L’Agence Aria, financée par des fonds publics mais indépendante du gouvernement, se concentre sur le développement de systèmes de protection pour les infrastructures critiques, telles que les réseaux énergétiques, face aux menaces liées à l’IA. Dalrymple insiste sur le fait qu’il ne faut pas présumer de la fiabilité de ces systèmes avancés.
« Nous ne pouvons pas supposer que ces systèmes sont fiables. Il est peu probable que les données scientifiques nécessaires se concrétisent à temps étant donné la pression économique. La meilleure chose que nous puissions faire, et que nous pourrons peut-être faire à temps, est de contrôler et d’atténuer les inconvénients. »
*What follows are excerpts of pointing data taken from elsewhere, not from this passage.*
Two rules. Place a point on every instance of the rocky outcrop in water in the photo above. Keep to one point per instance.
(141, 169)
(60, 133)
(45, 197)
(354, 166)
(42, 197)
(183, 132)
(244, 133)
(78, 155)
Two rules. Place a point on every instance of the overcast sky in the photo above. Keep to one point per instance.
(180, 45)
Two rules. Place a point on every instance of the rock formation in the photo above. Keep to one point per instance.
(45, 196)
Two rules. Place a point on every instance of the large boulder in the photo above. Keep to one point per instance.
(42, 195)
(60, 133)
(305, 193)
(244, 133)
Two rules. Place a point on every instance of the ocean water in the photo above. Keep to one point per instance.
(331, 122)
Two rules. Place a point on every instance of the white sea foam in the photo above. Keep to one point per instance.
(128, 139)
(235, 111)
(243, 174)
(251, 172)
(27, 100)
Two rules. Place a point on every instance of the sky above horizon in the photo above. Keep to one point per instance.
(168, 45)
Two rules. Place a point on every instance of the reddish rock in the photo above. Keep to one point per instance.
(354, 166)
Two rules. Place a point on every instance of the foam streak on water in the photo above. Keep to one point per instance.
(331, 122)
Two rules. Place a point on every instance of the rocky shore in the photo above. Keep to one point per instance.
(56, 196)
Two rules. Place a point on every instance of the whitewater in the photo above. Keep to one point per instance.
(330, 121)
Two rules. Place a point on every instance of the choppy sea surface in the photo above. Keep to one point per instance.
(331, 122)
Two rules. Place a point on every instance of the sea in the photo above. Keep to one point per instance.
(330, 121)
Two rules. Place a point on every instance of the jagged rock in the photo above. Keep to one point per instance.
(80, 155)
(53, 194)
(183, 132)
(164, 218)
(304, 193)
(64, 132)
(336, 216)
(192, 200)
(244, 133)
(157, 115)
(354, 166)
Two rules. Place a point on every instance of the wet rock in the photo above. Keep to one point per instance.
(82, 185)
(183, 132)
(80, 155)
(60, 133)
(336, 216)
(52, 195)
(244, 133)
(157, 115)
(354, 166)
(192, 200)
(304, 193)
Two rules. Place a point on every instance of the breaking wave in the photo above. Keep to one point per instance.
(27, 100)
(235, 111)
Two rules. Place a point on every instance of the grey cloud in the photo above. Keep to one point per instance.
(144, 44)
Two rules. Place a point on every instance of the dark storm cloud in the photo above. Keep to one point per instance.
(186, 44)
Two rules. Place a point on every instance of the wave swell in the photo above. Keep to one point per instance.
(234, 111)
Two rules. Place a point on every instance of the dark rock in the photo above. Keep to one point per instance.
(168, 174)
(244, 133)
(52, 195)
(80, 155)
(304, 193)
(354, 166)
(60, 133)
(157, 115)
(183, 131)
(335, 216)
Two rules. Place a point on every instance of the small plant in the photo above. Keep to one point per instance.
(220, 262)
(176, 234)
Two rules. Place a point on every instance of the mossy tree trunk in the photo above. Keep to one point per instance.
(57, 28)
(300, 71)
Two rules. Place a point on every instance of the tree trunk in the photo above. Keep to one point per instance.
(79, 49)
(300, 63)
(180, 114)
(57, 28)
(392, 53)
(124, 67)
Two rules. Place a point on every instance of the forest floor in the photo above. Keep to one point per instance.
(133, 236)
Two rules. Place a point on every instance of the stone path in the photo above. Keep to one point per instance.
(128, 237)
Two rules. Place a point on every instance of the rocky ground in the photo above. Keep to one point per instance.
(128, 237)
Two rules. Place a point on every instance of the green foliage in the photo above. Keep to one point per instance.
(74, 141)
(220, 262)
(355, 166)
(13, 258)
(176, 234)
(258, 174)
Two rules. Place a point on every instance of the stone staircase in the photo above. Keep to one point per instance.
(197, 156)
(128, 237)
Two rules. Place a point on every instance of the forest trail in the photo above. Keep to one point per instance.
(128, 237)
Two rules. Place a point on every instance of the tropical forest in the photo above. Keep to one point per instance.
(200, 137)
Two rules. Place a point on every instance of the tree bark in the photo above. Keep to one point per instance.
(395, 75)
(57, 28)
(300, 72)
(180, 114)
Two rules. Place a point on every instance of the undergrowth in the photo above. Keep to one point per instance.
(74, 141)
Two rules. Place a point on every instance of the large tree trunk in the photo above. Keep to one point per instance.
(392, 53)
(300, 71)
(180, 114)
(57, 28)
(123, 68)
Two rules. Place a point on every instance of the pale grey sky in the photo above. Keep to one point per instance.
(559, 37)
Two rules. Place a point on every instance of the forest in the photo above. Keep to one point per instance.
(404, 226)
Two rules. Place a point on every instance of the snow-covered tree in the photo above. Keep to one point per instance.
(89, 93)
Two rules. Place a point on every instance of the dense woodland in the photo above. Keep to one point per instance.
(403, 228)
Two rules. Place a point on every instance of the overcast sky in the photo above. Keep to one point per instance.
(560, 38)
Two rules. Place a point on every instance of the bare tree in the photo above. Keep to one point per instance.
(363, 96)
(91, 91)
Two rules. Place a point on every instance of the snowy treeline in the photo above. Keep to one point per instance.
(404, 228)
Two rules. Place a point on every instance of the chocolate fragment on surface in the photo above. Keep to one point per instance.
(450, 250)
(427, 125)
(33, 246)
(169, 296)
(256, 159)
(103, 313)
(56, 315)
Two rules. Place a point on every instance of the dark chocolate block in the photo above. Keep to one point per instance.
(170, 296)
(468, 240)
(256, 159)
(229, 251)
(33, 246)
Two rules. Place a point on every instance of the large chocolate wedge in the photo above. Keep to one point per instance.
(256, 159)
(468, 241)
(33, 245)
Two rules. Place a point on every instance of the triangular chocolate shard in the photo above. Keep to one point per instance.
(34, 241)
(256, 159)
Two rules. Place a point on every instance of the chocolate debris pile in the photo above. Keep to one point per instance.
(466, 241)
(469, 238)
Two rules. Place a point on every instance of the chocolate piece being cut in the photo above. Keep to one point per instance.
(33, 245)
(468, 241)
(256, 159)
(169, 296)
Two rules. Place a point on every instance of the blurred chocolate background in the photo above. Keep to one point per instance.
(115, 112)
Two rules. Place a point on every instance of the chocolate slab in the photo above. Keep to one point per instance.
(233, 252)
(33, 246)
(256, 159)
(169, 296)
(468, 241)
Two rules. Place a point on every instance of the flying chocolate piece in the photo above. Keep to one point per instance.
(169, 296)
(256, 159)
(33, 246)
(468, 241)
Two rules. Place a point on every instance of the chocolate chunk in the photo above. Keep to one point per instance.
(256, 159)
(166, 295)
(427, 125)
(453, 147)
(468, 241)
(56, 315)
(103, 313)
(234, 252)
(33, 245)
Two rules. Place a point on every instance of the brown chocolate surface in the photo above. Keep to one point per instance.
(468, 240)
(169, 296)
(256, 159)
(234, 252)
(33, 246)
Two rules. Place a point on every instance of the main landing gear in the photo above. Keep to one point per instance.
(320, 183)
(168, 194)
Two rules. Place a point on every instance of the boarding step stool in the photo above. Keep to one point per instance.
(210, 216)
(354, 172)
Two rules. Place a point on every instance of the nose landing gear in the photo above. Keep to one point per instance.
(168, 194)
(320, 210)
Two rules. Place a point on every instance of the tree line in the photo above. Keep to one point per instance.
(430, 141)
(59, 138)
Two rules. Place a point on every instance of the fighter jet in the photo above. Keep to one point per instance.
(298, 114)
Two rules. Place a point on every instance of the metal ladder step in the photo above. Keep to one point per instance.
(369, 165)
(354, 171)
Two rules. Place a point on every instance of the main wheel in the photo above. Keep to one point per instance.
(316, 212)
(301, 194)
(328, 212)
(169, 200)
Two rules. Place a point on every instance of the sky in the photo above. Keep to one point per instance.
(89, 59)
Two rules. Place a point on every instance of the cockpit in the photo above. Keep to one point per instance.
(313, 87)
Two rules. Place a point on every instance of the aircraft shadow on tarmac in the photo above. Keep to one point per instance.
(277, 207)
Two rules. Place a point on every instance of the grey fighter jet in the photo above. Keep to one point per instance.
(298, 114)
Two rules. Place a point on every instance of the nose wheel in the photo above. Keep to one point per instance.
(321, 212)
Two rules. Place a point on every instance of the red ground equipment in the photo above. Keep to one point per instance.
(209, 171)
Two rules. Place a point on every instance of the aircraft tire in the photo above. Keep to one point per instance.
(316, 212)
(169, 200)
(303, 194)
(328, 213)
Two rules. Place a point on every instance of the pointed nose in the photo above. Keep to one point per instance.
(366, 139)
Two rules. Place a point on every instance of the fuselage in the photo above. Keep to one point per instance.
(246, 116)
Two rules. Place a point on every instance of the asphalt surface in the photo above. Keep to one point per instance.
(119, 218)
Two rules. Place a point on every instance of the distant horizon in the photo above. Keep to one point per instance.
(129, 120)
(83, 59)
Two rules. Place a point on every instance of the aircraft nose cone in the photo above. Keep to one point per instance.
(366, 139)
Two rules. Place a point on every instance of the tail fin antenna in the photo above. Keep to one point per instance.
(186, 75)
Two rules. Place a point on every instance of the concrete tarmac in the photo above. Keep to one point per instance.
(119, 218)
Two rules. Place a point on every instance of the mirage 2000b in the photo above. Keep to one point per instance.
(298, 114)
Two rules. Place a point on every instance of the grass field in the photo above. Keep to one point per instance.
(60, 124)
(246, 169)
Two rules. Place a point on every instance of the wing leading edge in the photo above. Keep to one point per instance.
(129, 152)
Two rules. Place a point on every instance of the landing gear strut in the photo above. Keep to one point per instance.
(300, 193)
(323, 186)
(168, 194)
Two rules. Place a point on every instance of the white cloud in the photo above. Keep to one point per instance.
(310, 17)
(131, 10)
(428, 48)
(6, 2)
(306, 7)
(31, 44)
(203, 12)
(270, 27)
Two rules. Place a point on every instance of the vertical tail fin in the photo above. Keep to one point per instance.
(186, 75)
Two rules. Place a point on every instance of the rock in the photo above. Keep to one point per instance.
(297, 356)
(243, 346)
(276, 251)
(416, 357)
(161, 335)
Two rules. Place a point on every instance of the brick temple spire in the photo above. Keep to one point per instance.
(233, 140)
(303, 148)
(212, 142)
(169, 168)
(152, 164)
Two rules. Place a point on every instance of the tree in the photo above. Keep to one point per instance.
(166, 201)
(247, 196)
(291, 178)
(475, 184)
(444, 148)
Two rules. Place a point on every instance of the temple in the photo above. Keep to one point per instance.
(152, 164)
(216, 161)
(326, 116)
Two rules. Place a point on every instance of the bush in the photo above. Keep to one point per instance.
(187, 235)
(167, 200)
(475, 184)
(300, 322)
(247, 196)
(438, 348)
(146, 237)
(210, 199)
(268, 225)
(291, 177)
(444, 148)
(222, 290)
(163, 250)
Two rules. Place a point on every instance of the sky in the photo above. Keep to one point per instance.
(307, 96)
David Dalrymple, directeur de programme et expert en sécurité de l’IA à l’agence Aria
Selon Dalrymple, un progrès technologique incontrôlé pourrait entraîner une « déstabilisation de la sécurité et de l’économie ». Il appelle à des recherches plus approfondies pour comprendre et maîtriser le comportement des systèmes d’IA de pointe. Il reconnaît que le progrès peut être perçu comme déstabilisant, mais espère que les efforts actuels permettront d’en atténuer les risques.
L’AI Security Institute (AISI), l’institut de sécurité de l’IA du gouvernement britannique, a récemment publié des données alarmantes. Les capacités des modèles d’IA avancés s’améliorent à un rythme effréné, avec des performances doublant tous les huit mois dans certains domaines. Les modèles les plus performants sont désormais capables d’effectuer des tâches de niveau apprenti 50 % du temps en moyenne, contre seulement 10 % l’année précédente. Ils peuvent également accomplir de manière autonome des tâches qui prendraient plus d’une heure à un expert humain.
L’AISI a également mené des tests sur des modèles d’auto-réplication, un sujet de préoccupation majeur en matière de sécurité. Ces tests ont révélé que deux modèles de pointe ont atteint des taux de réussite supérieurs à 60 % dans la diffusion de copies d’eux-mêmes sur d’autres appareils. Cependant, l’institut a relativisé ces résultats, estimant qu’une auto-réplication réussie dans des conditions réelles est peu probable.
Dalrymple prévoit que les systèmes d’IA seront capables d’automatiser l’équivalent d’une journée complète de travail de recherche et développement d’ici la fin de l’année 2026, ce qui accélérera encore les progrès technologiques. Cette capacité d’auto-amélioration, notamment sur les aspects mathématiques et informatiques du développement de l’IA, pourrait conduire à une nouvelle phase d’accélération.